By John Power
The Park-Abe meeting was encouraging, but there are structural issues that still need to be addressed.
Are perennially rocky relations between South Korea and its former colonizer Japan in the midst of a thaw? That has been the suggestion in various media since the first official talks Monday between South Korean President Park Geun-hye and Japanese Prime Minister Shinzo Abe.
Despite their countries’ close geographic and cultural proximity, the leaders hadn’t formally met one-on-one since taking power, a result of a tense standoff over historical and territorial disputes. At the talks, Park and Abe agreed to work toward a solution to the most contentious of these issues, that of the “comfort women,” the euphemistic term for Korean and other women coerced into prostitution by imperial Japan. South Korea has long demanded compensation and a sincere apology for the victims, while Japan has argued the matter was settled by a 1965 normalization treaty that included monetary restitution and an apology in the early 1990s.

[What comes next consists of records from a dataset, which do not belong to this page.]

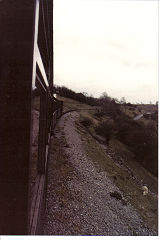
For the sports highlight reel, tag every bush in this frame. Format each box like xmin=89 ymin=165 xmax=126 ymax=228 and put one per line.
xmin=95 ymin=121 xmax=113 ymax=144
xmin=81 ymin=117 xmax=92 ymax=128
xmin=116 ymin=118 xmax=158 ymax=176
xmin=94 ymin=110 xmax=105 ymax=118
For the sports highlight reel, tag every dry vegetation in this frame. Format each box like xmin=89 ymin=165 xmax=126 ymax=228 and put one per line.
xmin=58 ymin=96 xmax=158 ymax=230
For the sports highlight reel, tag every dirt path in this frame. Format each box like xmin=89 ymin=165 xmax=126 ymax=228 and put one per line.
xmin=44 ymin=112 xmax=156 ymax=236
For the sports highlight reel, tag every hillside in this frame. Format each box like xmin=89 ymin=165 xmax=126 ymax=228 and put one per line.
xmin=44 ymin=96 xmax=158 ymax=235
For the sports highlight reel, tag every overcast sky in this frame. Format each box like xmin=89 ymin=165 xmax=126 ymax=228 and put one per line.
xmin=54 ymin=0 xmax=158 ymax=103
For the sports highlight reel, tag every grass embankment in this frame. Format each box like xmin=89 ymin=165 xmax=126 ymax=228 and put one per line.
xmin=58 ymin=95 xmax=158 ymax=231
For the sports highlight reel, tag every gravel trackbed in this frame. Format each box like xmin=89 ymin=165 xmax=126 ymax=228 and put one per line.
xmin=43 ymin=112 xmax=156 ymax=236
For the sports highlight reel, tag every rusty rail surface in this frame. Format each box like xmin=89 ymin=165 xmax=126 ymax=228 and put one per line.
xmin=0 ymin=0 xmax=63 ymax=235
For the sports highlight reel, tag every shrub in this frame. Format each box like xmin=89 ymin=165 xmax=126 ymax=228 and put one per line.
xmin=81 ymin=117 xmax=92 ymax=128
xmin=95 ymin=121 xmax=114 ymax=144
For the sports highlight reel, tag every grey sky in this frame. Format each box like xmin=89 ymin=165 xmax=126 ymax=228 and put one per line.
xmin=54 ymin=0 xmax=158 ymax=103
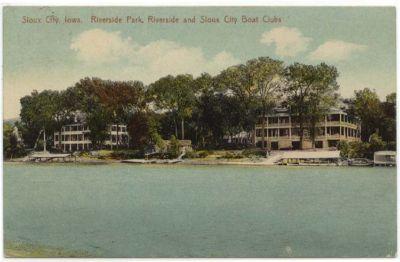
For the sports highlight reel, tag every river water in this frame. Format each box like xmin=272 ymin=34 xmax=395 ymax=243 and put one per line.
xmin=3 ymin=163 xmax=396 ymax=257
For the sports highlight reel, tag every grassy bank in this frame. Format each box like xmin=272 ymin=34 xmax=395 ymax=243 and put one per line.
xmin=4 ymin=241 xmax=95 ymax=258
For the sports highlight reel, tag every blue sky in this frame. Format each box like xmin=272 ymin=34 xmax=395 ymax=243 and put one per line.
xmin=3 ymin=7 xmax=396 ymax=119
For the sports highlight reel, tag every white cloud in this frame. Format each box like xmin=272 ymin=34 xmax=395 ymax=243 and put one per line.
xmin=309 ymin=40 xmax=367 ymax=61
xmin=260 ymin=26 xmax=312 ymax=57
xmin=70 ymin=29 xmax=134 ymax=63
xmin=71 ymin=29 xmax=239 ymax=83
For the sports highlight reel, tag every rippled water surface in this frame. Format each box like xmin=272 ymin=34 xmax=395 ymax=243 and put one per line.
xmin=3 ymin=163 xmax=396 ymax=257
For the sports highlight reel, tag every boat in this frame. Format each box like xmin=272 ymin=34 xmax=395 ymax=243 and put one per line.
xmin=348 ymin=158 xmax=374 ymax=166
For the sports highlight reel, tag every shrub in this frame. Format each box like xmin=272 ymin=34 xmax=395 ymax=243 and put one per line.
xmin=110 ymin=150 xmax=144 ymax=159
xmin=242 ymin=148 xmax=266 ymax=157
xmin=219 ymin=152 xmax=243 ymax=159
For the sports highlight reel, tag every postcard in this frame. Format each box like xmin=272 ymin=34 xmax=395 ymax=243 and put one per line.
xmin=3 ymin=6 xmax=397 ymax=258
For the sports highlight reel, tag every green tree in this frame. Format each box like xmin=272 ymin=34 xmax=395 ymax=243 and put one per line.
xmin=306 ymin=63 xmax=339 ymax=148
xmin=246 ymin=57 xmax=283 ymax=149
xmin=168 ymin=135 xmax=179 ymax=158
xmin=354 ymin=88 xmax=383 ymax=141
xmin=215 ymin=64 xmax=258 ymax=143
xmin=283 ymin=63 xmax=338 ymax=148
xmin=20 ymin=90 xmax=60 ymax=148
xmin=148 ymin=74 xmax=196 ymax=139
xmin=3 ymin=123 xmax=25 ymax=159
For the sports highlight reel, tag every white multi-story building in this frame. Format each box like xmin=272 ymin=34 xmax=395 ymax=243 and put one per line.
xmin=54 ymin=123 xmax=129 ymax=152
xmin=54 ymin=114 xmax=129 ymax=152
xmin=255 ymin=108 xmax=361 ymax=150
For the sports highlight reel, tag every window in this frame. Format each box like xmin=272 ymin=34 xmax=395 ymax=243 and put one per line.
xmin=292 ymin=128 xmax=300 ymax=136
xmin=279 ymin=128 xmax=289 ymax=136
xmin=268 ymin=117 xmax=278 ymax=124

But while the meeting represents progress, a true warming of ties will require a shift in public attitudes in the two nations, said Robert E. Kelly, an associate professor of international relations at Pusan National University.
“Neither one of them are really dealing with the sort of structural issues below in their societies that sort of create the trouble between them,” Kelly told The Diplomat.
“That is why they’ve both got nationalistic textbooks; they’ve both got activated right-wing sectors that insist on keeping historical issues between the countries alive and well.”